Parmi vos œuvres, une photo montre la peau d’une femme sur laquelle sont inscrits des noms, comme si elle appartenait à tout le monde sauf à elle-même. Est-ce votre vision de la femme marocaine ? 

Tout à fait. À des degrés différents. Quand on est une femme, chacun a son mot à dire sur ce qu’on fait de notre corps, à qui on doit le rendre accessible ou pas, comment l’habiller, à quel âge y concevoir des enfants… On se retrouve avec une enveloppe que l’on nourrit, que l’on entretient, lave, préserve mais qui ne nous appartient presque plus. Quand on parle de terres spoliées, de colonisation, tout le monde s’indigne, et certains renversent même des voitures lors de manifestations. L’attachement à la terre est intelligible pour tous. Mais quand il s’agit du corps d’une femme, le bien physique le plus élémentaire, personne ne semble l’envisager de la même façon. L’empathie s’estompe très vite.

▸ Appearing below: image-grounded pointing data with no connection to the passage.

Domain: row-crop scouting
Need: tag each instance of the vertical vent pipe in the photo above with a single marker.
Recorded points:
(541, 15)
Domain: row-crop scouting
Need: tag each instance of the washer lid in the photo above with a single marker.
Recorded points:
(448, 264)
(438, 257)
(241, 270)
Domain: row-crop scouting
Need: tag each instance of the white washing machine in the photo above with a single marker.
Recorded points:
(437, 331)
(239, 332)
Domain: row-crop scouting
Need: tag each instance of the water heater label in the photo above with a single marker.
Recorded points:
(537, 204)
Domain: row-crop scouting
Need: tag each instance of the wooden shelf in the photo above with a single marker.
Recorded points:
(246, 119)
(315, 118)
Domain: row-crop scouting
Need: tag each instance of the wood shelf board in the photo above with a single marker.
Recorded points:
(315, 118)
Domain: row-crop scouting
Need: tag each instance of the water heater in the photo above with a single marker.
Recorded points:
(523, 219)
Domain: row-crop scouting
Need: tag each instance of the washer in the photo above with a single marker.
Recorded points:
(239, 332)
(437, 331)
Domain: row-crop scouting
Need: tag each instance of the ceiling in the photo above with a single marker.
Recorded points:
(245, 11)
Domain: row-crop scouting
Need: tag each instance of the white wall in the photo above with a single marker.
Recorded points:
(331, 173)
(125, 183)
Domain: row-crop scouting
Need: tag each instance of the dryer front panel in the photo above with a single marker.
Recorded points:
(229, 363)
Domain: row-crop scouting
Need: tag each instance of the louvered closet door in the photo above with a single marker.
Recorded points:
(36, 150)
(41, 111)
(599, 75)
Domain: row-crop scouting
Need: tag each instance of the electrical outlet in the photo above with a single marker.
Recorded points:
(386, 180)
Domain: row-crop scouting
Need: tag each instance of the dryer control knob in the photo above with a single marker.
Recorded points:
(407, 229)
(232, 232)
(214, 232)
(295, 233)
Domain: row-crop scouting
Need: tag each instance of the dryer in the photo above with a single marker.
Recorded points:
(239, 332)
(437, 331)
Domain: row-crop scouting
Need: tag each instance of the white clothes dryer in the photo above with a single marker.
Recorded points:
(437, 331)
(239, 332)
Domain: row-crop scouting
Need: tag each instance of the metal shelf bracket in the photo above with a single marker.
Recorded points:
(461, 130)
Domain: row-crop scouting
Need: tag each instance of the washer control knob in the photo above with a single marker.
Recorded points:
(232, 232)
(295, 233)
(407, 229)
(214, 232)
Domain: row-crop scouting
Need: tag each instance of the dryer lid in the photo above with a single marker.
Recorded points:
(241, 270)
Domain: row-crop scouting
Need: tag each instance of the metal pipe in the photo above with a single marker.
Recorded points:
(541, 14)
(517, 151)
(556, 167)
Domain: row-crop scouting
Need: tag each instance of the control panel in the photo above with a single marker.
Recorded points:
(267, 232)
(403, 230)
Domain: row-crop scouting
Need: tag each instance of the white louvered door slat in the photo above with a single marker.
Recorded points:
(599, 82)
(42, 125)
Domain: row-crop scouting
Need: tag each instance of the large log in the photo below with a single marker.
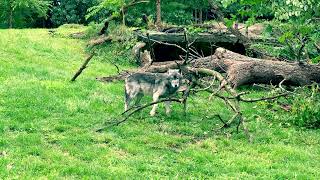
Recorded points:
(241, 70)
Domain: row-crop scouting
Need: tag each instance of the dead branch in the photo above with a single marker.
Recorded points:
(100, 40)
(84, 65)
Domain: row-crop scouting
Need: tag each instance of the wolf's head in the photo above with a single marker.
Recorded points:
(175, 77)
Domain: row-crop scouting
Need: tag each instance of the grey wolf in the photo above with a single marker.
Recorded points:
(157, 85)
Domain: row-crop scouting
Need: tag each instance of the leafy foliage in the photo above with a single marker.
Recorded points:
(306, 109)
(71, 11)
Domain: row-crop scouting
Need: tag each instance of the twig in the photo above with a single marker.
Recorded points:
(84, 65)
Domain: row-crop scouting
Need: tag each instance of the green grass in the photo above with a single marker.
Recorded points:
(47, 125)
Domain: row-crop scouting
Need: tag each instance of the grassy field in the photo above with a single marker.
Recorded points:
(47, 125)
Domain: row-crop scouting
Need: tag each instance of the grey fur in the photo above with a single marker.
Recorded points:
(157, 85)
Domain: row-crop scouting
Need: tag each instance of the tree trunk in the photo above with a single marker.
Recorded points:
(200, 17)
(158, 4)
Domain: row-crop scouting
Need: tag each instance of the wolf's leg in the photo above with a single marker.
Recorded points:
(138, 99)
(155, 98)
(167, 105)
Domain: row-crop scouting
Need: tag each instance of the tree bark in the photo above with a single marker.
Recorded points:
(242, 70)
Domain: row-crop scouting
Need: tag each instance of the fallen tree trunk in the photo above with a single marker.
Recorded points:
(241, 70)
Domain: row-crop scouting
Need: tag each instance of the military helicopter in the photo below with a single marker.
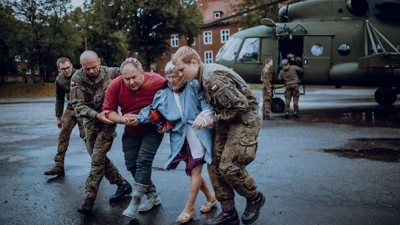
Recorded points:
(340, 42)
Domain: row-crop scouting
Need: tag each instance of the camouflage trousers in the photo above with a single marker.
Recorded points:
(69, 119)
(234, 147)
(292, 91)
(99, 138)
(267, 98)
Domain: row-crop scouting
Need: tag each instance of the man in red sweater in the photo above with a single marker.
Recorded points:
(132, 91)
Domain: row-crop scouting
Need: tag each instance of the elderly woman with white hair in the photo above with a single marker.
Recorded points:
(183, 105)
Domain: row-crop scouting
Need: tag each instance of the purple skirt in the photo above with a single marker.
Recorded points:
(185, 155)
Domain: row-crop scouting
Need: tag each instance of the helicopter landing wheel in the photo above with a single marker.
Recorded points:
(277, 105)
(385, 96)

C’est pour cette raison que dans “No man’s land”, j’ai dessiné ces frontières qui découpent chacun des corps photographiés et que j’ai rempli ensuite des noms des personnes, partis politiques, personnages influents, collègues de travail que ces femmes m’ont présentés comme leurs bourreaux au quotidien.

Une opinion sur le débat autour de l’avortement qui fait rage en ce moment au Maroc ?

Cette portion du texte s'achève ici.